This KPMG report is based on a survey of 430 public sector executives in 10 countries, as well as 808 private sector executives, on their cloud expectations and strategies.

It discusses the perceived benefits and challenges of such computing environments, and highlights how governments around the world are beginning to adopt cloud.

Executive summary

How are governments planning for and adopting cloud? What are the challenges of cloud-enablement? How will the integration of cloud technologies disrupt the status quo of governance? More importantly, what are governments doing to ensure they get the most from their cloud investments?

These are just some of the questions that KPMG International hopes to answer with this report. Working in conjunction with Forbes Insights, close to 430 public-sector government executives from 10 countries were surveyed to learn more about their cloud strategies and expectations.

Key findings are as follows:

- Government adoption of cloud is happening slowly, but is poised to accelerate:
When it comes to exploring the opportunities of cloud, not surprisingly the public sector is well behind the private sector. Survey results find that the progress of government entities significantly lags that of their for-profit counterparts by 9 to 13 percent. Only 12 percent of government executives say that over 10 percent of their agencies’ overall annual IT resources are allocated to cloud in 2011. By the end of 2012, this figure is anticipated to more than double to 28 percent. Countries leading the way in cloud adoption are Australia, Italy and Denmark.

- The public sector has modest expectations of cloud:
Only 50 percent of government respondents expect to gain some cost advantages with cloud; only 28 percent expect it to fundamentally change their model for operations; and just 39 percent expect it to change interaction with constituents.

- Security remains the biggest concern, but certification would help:
Concern with security was cited by almost half of all government respondents (47 percent) as their most significant concern, only exceeding the private sector slightly at 44 percent. Among the largest government entity respondents of the survey, the figure rises to 56 percent, the highest level of concern cited by any group. However, almost 80 percent said they would be more confident if cloud services were certified by a government body.

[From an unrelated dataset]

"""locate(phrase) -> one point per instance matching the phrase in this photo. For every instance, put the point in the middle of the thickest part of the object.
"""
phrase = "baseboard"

This report examines the implications of these findings on governments, citizens, cloud service providers and IT leaders. Responses from the global business survey of 808 business executives are referenced to provide further context. Throughout, we combine the deep experience of KPMG member firms’ professionals with the results of a series of in-depth interviews that were conducted with government leaders from around the world.

The results provide insight into the current state of government cloud and offer an important benchmark for public sector organizations globally.